Question

What would be the length of a seconds pendulum at a planet (where acceleration due to gravity is $\dfrac{g}{4}$) if its length on earth is $l$.
A. $\dfrac{l}{2}$
B. $2l$
C. $\dfrac{l}{4}$
D. $4l$

Answer 1

Hint:A seconds pendulum is a simple pendulum whose time period is exactly equal to 2 seconds. The time period of a simple pendulum is given as $T=2\pi \sqrt{\dfrac{l}{g}}$, where l is the length of the pendulum and g is acceleration due to gravity.

Formula used:
$T=2\pi \sqrt{\dfrac{l}{g}}$
Here, T is the time period, l is the length of the pendulum and g is acceleration due to gravity.

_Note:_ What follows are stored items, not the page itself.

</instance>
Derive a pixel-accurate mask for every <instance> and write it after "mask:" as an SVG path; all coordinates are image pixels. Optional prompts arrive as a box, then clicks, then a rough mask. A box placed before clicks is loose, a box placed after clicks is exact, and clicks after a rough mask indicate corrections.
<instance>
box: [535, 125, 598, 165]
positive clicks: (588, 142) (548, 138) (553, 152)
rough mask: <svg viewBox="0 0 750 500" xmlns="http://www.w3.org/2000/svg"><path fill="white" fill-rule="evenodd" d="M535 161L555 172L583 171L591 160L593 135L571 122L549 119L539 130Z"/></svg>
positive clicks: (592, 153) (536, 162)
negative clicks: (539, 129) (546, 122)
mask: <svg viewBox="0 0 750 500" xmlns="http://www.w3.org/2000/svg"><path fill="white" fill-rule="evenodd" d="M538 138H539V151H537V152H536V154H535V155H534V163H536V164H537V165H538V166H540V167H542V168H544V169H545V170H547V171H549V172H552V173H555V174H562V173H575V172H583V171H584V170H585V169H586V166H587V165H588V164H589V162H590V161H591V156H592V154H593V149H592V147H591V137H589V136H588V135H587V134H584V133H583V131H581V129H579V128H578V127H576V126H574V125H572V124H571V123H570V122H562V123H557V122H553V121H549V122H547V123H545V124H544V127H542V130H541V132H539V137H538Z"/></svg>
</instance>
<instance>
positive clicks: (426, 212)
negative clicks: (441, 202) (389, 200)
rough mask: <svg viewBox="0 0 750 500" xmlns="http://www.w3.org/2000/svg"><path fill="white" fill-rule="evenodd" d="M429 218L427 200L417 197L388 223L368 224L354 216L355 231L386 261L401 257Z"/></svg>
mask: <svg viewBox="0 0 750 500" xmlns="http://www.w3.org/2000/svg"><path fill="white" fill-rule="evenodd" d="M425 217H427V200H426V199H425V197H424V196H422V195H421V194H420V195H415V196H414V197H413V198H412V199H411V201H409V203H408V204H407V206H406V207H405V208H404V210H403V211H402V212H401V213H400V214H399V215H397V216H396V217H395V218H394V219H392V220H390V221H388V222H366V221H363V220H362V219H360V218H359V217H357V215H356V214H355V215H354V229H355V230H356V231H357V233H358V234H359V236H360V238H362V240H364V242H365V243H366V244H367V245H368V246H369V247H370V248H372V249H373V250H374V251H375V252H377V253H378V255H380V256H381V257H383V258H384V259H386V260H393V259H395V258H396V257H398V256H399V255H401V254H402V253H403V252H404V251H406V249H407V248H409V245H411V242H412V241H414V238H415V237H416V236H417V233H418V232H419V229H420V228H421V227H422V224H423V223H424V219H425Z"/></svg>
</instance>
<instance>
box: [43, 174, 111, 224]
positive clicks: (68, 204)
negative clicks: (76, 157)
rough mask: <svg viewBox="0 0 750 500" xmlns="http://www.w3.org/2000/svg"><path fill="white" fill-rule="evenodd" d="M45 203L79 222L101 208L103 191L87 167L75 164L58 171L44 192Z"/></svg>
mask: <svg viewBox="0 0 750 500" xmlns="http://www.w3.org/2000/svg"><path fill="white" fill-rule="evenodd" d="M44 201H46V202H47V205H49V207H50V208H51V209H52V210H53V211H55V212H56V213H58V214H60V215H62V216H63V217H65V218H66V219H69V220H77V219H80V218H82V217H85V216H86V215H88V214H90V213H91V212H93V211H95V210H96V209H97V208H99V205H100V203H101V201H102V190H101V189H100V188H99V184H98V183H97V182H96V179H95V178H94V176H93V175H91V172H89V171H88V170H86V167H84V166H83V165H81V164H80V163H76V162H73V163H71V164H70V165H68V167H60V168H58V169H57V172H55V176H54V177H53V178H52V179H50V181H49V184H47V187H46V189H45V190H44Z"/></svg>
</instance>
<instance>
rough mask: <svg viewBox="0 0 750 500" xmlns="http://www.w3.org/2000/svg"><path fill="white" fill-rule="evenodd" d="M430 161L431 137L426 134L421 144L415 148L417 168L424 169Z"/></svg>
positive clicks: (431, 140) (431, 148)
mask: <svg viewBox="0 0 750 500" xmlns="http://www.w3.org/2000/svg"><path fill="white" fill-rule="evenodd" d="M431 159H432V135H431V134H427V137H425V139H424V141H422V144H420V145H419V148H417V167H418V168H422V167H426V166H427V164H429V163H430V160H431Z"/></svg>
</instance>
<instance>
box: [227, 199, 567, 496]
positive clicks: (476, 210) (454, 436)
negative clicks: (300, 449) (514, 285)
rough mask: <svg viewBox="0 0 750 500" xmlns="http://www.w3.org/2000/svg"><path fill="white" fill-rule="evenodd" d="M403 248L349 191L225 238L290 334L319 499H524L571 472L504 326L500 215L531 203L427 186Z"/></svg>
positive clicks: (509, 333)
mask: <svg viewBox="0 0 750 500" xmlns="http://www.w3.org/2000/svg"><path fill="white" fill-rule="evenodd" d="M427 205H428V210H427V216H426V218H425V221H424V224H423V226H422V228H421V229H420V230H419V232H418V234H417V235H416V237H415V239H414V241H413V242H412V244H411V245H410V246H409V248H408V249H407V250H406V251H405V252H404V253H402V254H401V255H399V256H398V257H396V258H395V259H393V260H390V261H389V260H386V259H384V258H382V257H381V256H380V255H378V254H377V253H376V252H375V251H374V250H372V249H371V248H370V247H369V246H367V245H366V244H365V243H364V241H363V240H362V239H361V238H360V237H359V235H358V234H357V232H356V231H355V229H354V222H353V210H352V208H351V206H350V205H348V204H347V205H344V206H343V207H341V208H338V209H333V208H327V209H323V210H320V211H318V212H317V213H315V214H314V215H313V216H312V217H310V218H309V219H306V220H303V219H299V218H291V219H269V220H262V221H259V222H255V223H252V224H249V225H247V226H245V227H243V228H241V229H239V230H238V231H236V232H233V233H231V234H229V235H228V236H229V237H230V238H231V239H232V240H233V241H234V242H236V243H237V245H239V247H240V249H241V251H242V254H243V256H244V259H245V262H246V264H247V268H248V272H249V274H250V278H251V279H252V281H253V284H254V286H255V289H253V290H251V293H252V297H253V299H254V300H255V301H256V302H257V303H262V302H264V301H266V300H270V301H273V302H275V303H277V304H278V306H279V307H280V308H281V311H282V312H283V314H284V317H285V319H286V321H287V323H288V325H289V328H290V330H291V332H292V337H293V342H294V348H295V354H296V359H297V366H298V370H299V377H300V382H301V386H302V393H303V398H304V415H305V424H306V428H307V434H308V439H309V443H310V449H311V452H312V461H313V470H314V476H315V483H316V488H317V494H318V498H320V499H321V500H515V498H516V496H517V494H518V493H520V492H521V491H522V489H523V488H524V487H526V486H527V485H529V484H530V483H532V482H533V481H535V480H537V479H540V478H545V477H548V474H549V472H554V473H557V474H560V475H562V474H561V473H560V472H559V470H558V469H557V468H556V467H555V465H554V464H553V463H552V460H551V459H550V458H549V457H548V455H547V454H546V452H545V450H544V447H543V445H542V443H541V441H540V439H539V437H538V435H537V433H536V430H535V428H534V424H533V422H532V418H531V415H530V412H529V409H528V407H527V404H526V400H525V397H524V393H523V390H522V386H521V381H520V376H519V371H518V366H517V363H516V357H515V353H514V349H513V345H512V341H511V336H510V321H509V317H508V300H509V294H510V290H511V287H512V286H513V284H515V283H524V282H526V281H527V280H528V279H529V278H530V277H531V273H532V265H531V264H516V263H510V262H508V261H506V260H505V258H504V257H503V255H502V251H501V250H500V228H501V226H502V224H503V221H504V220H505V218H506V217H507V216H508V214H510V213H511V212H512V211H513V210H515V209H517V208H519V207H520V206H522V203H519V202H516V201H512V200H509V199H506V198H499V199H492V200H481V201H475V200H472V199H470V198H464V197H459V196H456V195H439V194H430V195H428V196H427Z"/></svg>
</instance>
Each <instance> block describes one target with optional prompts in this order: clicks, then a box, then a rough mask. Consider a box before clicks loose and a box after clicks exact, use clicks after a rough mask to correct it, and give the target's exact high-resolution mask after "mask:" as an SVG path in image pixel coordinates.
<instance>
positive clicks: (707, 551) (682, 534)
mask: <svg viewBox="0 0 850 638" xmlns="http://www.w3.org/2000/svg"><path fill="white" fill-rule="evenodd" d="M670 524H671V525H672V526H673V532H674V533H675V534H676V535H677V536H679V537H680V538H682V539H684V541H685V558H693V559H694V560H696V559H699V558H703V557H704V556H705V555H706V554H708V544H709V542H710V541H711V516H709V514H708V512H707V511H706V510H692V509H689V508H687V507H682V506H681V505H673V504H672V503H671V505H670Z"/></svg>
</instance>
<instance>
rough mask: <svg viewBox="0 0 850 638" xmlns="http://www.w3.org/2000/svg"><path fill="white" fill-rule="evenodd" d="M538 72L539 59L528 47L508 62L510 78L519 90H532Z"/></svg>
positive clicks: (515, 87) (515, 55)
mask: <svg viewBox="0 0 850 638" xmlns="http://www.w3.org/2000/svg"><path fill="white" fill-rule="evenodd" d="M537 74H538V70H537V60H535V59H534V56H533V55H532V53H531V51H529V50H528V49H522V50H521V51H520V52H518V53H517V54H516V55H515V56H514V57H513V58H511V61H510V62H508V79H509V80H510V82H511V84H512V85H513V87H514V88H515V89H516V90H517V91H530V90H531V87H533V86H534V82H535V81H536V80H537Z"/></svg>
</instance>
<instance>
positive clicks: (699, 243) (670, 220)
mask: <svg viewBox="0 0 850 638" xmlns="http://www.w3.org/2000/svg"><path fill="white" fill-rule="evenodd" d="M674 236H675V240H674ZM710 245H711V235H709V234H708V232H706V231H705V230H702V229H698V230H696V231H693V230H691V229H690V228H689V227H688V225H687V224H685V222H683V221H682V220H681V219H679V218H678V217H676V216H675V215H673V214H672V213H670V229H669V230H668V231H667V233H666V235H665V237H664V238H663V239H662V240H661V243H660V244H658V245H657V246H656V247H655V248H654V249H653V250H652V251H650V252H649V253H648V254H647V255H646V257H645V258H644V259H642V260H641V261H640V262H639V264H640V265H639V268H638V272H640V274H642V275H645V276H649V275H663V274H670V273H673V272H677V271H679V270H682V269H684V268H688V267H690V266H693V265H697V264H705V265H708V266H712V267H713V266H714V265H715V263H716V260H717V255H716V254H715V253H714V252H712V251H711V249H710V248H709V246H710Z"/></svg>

Complete step by step answer:
A seconds pendulum is a simple pendulum whose time period is exactly equal to 2 seconds. It takes one second to swing in one direction and another one second to swing in the opposite direction. This way it completes one full oscillation in two seconds.The time period of a simple pendulum is given as $T=2\pi \sqrt{\dfrac{l}{g}}$, where l is the length of the pendulum and g is acceleration due to gravity.

On earth the acceleration due to gravity is g and the length of the pendulum is said to be l. Also, we know that the time period of a seconds pendulum is 2 seconds. Therefore,
$T=2\pi \sqrt{\dfrac{l}{g}}=2s$ …. (i).
The time period of the seconds pendulum on the other must be 2 seconds also. It is given that the acceleration due to the gravity of this planet is $\dfrac{g}{4}$. Let its length be l’.
Then we write its time period as $T=2s=2\pi \sqrt{\dfrac{l'}{\dfrac{g}{4}}}$
$2\pi \sqrt{\dfrac{4l'}{g}}=2$ …. (ii).
Now, divide (ii) by (i).
$\dfrac{2\pi \sqrt{\dfrac{4l'}{g}}}{2\pi \sqrt{\dfrac{l}{g}}=2}=\dfrac{2}{2}$
$\Rightarrow \sqrt{\dfrac{4l'}{l}}=1$
$\Rightarrow \dfrac{4l'}{l}=1$
$\therefore l'=\dfrac{l}{4}$.
This means that the required length of the seconds pendulum on the other planet is equal to $\dfrac{l}{4}$.

Hence, the correct option is C.

Note:From the formula for the time period of a simple pendulum, we understand that the time period of a pendulum only depends on its length and the acceleration due to gravity at its location. It is interesting to know that the time period of a pendulum is independent of its mass.